= Wildlight (photo agency) =

Australian photography agency 1985–2013

Wildlight was an Australian photo agency operating 1985–2013 which specialised in imagery of that country. In the digital age it continued as a photo library using image assets of its photographers before the digitised material was transferred to the firm Ikosol, and the analogue originals archived.

== Establishment ==
The founders were partners Christina De Water and Phil Quirk, with Carolyn Johns who met Quirk as they photographed for Rick Smolan's A Day in the Life of Australia project during 1981–2. De Water, Johns and Quirk, had discussions with these international photographers, many of whom were attached to photo agencies, as they passed through Sydney on their way to assignments, and realised an Australian agency could offer similar and better services to international magazines and publishers. In 1984 they met with Oliver Strewe about forming such a cooperative, and in 1985 Wildlight Photo Agency opened at 165 Hastings Parade Bondi Beach, which was owned by George Carpenter a retired Sydney barrow man, where they stayed for 10 years. Subsequent offices were at 87 Gloucester Street, The Rocks, then finally Suite 14, 16 Charles St., Redfern.

== Photographers ==
The Wildlight team comprised Christina De Water, Manager; Photo Editor Rachael Knefper, joined in 1986 by Annette Cruger; while photographers were Carolyn Johns, Oliver Strewe and Philip Quirk, joined later in 1985 by photographer Grenville Turner. Other photographers connected as its reputation spread, among them Mark Lang, Jason Busch, Peter Solness, Lorrie Graham, Milton Wordley, and Ben Bohane, while David Moore's and Rennie Ellis’ colour archives were also represented by Wildlight. Its offices welcomed visits from US photographers Gregory Heisler, Arnold Newman, Jay Maisel and UK magazine designer & art director, John Tennant.

== Australian identity ==
An early promotional campaign pitched the agency as "the place for Real Australia in Pictures” and its business focused on promoting the character of the country. Over 1986/7 when global attention was being focused on Australia for its 1988 Bicentenary, Christina De Water traveled to show the photographers' portfolios to magazine editors in the UK, Germany, France, then the US, with an immediate response which boosted assignments for the agency's photographers. IBM commissioned a book illustrated by the four original members and in conjunction with a film of the same name directed by Brian Morris.

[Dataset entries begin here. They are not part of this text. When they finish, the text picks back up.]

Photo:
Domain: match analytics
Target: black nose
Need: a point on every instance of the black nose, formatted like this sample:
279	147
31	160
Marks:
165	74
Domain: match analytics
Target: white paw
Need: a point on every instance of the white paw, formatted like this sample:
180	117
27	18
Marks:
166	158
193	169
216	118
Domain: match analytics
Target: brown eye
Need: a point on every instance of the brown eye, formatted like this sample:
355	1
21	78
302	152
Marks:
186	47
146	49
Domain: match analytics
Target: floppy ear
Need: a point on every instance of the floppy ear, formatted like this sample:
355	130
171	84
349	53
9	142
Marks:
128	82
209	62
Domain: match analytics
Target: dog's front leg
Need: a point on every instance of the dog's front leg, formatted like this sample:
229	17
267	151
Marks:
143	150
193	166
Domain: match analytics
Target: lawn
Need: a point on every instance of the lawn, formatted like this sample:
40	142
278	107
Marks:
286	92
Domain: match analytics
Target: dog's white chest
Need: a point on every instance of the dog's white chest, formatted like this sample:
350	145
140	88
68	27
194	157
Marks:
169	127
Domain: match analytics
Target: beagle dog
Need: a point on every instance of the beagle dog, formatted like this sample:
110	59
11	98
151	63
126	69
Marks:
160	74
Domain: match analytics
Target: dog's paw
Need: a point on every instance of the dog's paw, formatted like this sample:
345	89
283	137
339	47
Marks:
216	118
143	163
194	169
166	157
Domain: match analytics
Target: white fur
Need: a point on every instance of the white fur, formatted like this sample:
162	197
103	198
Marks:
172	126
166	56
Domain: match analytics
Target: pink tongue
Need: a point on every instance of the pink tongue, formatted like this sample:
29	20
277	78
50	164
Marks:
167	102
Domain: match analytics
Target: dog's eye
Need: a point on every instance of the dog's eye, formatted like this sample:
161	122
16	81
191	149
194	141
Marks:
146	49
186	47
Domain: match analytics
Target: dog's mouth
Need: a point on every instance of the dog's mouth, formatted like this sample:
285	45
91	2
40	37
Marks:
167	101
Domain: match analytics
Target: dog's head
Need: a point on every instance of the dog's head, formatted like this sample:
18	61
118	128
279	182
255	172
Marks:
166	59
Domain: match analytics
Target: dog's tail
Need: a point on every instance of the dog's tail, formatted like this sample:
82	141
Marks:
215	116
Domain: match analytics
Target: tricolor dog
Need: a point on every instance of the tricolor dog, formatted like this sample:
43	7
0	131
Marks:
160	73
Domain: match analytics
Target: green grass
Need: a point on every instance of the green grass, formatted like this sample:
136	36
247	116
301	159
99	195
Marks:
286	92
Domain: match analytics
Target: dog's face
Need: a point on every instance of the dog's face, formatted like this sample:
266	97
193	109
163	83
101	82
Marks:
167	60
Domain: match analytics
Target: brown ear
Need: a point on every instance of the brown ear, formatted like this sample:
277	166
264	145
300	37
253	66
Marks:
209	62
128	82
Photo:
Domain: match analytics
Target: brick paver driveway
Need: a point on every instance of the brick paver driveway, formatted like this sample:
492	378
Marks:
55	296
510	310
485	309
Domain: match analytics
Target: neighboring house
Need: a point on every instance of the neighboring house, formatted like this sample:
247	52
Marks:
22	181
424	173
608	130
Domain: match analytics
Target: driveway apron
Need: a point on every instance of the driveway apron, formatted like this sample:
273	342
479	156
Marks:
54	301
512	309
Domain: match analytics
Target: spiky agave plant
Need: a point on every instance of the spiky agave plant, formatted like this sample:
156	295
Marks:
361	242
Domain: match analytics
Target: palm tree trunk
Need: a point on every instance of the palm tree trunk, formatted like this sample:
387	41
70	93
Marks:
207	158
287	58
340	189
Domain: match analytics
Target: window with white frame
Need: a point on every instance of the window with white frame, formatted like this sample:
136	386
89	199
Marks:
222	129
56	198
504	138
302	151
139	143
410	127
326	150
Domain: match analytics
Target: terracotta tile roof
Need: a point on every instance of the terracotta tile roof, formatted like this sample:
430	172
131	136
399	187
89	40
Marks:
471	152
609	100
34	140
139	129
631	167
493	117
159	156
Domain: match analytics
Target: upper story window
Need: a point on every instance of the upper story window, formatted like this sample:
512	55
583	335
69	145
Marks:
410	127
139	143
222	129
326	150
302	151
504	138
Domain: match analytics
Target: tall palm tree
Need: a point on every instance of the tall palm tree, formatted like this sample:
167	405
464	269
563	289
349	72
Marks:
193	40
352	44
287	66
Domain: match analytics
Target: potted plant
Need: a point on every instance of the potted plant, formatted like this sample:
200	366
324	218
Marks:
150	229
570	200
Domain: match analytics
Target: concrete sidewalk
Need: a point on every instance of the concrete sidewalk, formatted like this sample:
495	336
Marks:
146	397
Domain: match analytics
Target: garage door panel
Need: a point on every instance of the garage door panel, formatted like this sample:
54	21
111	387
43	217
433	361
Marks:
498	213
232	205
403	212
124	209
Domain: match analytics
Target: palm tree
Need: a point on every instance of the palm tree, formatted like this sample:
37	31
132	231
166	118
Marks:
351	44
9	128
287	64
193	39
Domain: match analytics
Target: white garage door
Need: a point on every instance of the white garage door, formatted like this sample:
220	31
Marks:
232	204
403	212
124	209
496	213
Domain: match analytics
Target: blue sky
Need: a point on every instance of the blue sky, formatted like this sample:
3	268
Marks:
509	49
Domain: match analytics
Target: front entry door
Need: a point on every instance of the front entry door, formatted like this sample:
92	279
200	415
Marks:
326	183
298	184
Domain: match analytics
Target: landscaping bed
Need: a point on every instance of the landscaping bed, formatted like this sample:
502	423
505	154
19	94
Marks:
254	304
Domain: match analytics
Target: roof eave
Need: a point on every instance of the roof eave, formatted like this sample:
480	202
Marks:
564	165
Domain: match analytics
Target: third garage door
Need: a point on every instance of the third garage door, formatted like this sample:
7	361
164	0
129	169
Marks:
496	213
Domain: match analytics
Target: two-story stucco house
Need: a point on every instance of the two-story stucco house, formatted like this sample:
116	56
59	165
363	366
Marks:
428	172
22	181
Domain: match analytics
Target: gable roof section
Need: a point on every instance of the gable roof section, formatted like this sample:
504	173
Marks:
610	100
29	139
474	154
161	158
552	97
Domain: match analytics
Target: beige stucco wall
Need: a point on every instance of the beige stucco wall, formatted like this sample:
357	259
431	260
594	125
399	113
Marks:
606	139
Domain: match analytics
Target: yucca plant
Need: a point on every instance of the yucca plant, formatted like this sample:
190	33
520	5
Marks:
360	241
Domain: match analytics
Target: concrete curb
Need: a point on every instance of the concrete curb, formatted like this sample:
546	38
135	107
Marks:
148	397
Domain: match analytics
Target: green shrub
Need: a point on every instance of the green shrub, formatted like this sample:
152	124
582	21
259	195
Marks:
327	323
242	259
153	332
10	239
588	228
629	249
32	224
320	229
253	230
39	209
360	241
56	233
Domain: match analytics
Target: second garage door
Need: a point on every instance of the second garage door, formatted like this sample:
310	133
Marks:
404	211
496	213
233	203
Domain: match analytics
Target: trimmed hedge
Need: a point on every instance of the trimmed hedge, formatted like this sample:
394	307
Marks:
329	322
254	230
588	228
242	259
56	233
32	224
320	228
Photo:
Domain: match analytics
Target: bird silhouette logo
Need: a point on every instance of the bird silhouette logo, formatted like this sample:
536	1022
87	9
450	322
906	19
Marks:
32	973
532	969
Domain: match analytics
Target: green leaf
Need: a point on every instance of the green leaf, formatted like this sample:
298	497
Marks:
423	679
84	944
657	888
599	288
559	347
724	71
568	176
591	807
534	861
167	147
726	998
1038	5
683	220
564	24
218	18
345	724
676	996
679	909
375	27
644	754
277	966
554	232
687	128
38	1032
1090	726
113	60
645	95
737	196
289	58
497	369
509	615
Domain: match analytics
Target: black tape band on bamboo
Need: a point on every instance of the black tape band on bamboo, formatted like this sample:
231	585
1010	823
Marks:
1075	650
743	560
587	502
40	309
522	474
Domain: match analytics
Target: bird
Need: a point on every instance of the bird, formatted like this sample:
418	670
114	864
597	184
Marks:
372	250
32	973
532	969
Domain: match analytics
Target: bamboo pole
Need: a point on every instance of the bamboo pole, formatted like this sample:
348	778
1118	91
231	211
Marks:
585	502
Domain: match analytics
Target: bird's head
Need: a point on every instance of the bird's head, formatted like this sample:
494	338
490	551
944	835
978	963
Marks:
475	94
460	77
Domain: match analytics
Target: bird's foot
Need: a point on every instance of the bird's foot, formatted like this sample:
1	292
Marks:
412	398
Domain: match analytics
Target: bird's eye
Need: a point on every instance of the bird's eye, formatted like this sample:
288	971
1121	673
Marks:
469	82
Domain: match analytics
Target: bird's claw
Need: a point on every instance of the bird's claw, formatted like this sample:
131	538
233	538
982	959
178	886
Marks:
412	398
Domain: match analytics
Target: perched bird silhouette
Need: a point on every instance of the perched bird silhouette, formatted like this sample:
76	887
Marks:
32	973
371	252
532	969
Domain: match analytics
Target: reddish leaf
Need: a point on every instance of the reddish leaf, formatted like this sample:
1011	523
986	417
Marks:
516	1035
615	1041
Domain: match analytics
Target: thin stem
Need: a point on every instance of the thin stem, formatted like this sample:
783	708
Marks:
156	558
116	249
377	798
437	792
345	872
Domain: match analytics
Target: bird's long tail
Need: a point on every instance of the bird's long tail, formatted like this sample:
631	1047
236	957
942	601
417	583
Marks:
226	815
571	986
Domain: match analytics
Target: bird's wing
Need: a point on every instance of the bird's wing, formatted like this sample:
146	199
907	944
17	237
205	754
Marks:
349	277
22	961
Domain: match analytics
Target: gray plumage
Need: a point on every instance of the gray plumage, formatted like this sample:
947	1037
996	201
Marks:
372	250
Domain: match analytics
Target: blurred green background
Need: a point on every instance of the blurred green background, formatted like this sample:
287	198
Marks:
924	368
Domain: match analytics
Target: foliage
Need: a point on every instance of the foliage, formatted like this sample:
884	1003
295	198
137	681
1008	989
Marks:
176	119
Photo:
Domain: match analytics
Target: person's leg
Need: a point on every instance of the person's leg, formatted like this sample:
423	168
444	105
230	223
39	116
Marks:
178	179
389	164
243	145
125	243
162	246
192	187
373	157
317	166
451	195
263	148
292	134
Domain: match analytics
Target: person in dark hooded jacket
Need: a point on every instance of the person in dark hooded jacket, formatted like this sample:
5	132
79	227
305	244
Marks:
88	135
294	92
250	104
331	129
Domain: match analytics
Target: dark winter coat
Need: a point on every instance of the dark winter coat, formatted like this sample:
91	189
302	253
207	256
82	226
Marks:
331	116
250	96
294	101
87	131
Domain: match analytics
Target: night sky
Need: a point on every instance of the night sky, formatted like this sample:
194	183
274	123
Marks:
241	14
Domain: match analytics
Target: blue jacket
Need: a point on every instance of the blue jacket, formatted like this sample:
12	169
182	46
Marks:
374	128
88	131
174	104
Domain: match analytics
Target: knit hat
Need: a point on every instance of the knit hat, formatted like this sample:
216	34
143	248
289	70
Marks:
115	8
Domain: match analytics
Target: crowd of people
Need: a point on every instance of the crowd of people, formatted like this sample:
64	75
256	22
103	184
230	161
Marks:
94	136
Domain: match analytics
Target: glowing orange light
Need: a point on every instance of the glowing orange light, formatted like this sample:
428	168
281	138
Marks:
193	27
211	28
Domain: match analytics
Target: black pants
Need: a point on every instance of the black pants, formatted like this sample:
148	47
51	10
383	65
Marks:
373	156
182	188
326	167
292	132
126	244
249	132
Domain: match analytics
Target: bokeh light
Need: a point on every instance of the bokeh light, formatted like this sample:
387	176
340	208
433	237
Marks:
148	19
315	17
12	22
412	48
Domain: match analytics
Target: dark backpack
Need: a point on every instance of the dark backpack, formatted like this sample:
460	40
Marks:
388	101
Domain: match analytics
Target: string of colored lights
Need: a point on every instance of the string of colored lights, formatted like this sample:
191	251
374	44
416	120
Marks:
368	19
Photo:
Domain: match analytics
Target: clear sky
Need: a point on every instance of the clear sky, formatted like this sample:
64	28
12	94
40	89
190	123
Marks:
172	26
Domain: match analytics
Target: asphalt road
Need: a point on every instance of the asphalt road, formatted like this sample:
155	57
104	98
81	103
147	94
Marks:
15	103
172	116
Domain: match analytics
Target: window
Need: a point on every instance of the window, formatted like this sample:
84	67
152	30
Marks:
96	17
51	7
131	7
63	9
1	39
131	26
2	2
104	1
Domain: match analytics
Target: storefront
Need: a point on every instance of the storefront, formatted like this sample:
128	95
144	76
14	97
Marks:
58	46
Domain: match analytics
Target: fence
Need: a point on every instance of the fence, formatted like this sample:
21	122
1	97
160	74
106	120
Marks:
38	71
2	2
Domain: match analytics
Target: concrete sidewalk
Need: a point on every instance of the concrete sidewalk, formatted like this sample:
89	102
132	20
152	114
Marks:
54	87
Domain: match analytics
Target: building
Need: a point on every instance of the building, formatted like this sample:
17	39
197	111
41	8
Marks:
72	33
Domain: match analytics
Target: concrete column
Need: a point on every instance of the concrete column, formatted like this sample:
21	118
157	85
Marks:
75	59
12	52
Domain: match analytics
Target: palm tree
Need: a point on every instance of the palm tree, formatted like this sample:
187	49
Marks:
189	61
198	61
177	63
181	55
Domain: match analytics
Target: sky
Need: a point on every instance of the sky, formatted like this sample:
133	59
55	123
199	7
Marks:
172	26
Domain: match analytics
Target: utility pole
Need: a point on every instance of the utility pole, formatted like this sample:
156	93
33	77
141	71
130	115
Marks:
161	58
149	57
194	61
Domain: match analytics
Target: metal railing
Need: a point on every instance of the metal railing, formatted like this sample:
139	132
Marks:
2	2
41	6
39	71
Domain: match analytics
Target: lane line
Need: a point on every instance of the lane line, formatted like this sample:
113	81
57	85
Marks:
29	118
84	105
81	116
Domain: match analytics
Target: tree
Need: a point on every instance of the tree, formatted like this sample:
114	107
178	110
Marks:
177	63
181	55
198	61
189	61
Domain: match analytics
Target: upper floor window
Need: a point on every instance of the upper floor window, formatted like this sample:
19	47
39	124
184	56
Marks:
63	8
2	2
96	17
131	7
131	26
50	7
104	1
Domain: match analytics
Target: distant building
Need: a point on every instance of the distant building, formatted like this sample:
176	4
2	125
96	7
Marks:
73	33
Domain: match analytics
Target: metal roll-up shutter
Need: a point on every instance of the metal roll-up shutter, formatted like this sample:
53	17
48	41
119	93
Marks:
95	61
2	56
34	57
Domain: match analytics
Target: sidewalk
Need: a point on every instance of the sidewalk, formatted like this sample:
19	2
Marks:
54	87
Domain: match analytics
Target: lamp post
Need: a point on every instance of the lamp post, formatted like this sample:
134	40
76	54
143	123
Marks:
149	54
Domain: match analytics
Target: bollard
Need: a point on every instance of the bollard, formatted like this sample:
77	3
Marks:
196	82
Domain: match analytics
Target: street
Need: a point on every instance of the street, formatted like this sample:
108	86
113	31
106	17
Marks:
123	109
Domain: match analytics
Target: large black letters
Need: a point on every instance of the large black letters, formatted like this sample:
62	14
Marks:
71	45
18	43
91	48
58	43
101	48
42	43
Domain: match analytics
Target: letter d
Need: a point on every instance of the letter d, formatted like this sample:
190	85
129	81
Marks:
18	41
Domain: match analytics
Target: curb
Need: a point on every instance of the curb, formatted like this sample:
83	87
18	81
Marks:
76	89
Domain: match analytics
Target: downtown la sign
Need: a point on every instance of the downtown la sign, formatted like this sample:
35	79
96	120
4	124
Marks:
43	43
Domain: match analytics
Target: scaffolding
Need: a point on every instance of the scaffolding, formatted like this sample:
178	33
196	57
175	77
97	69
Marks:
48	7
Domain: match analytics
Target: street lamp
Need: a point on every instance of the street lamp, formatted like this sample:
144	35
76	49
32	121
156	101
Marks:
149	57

From 1990–2003 Quirk was Wildlight's managing director. As part of the agency's activities between 1997 - 2001 he managed and published Australian Faces & Places Diary, a showcase of Australian reportage & documentary photography of exclusively black-and-white imagery printed in warm duo-tone.

== Clientele ==
The Agency's photographs were published in numerous books, newspapers and magazines including The Sunday Times Magazine, The Observer Magazine (UK), Stern, Der Spiegel, GEO, Time, Newsweek and National Geographic, and also appeared in Australian publications and on Australian postage stamps and first-day issues. The Australian Tourist Commission used their imagery, and in the mid-80s they provided the first photographic station identification imagery for the Australian Broadcasting Commission comprising 11 for each state & territory. Wildlight became an associate agency of Australian Associated Press (AAP), contributing to its extensive stock photography library.

== Exikon ==
The agency, as a photographers' cooperative, was wound up on 13 December 2013, but the image collection is maintained by Andrew Stephenson. From 2000 when the digital age took hold, he had been picture editor and photographers' agent at Wildlight and responsible for managing the analogue collection and its amalgamation with a growing digital image library, selection for clients, electronic dispatch, and for shifting the business online. As manager of Exikon Pty. Ltd. in Redfern, in 2003 he took over the picture library from Wildlight, which he now operates with Ikosol, a specialist firm in digital asset management. As of 2020, former Wildlight manager Phil Quirk is archiving its assets.